I slammed the book shut. “Stupid..” “Irrelevant.” I mumbled. Knowing, even as I spoke, that I was lying. I tried to blink the scene away, along with my tears.
I couldn’t. The truth is- the scene was more than relevant. It was my reality.
I hated it.
I was afraid. I was struggling to hold on and let go at the same time.
And here he was. Doing this.
“How could he do that?” “What’s wrong with him?”
He was Abraham. I clutched my pregnant belly as I read how he had clutched a knife and raised it to kill his son. His perfect, healthy, answer to prayer and miraculous -son.
“as an offering.”
What if this was my sacrifice? I couldn’t let him go. I held him tight, in my fear. As if I could make everything all right by worrying.
Prenatal testing had showed potential problems. Because of my history of threatening to miscarry, we opted out of more conclusive testing. We decided to wait and see what God had for us.

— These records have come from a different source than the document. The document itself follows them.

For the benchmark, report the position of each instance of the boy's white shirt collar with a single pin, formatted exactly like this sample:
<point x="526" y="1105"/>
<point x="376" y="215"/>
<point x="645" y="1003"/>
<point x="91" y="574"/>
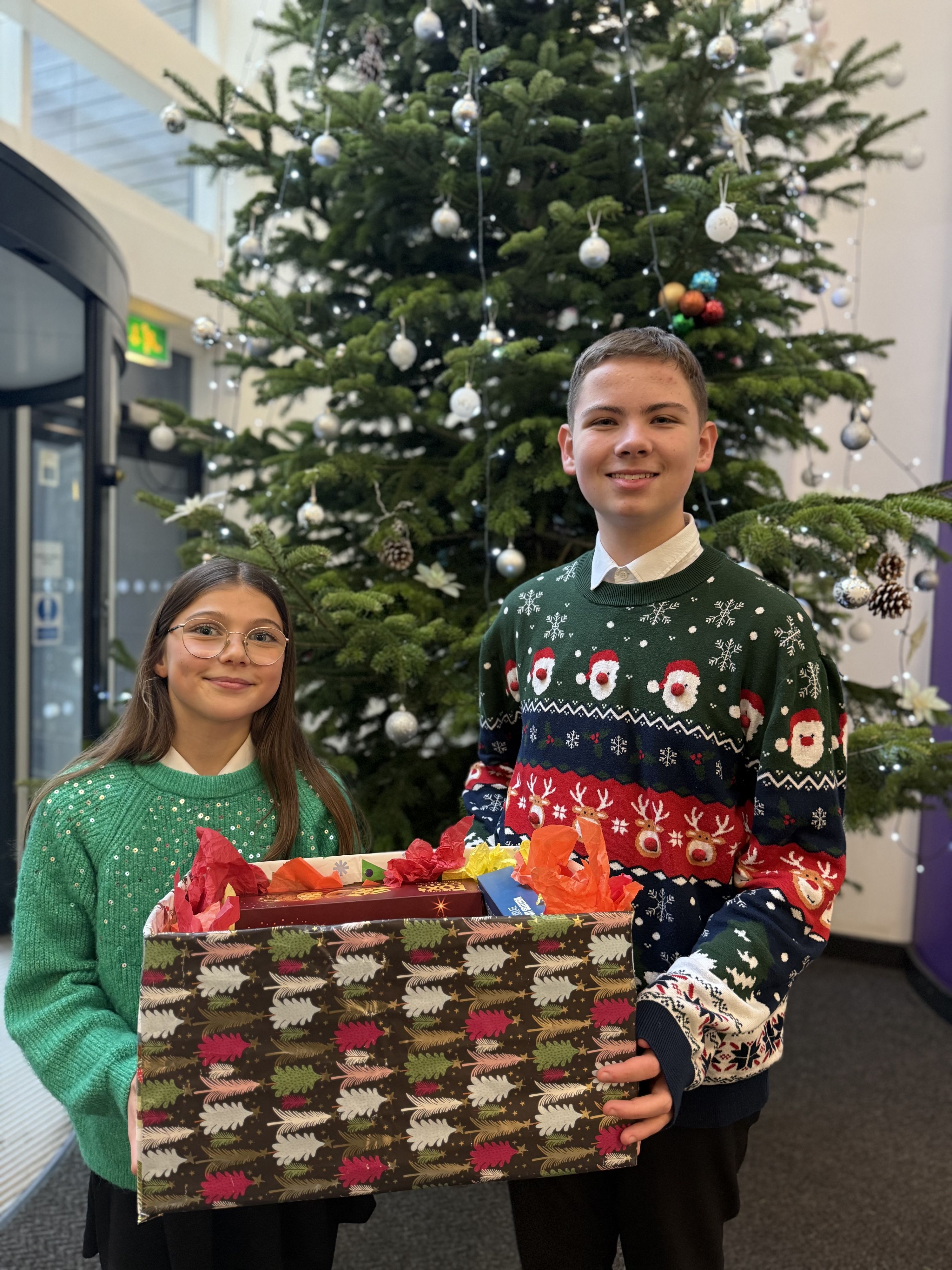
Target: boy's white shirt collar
<point x="661" y="562"/>
<point x="243" y="758"/>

The closer we got to my due date, the more panic and fear welled up in my heart.
Abraham wasn’t helping.
When I could no longer blink away the tears or keep the fear swallowed down. It poured out in a flood: “Why did you do that to him? How could he put his son on that altar?”
“He put him on my lap.“ Was the quiet response.
I felt my fearful grip slowly loosen. In my heart, I lay him down.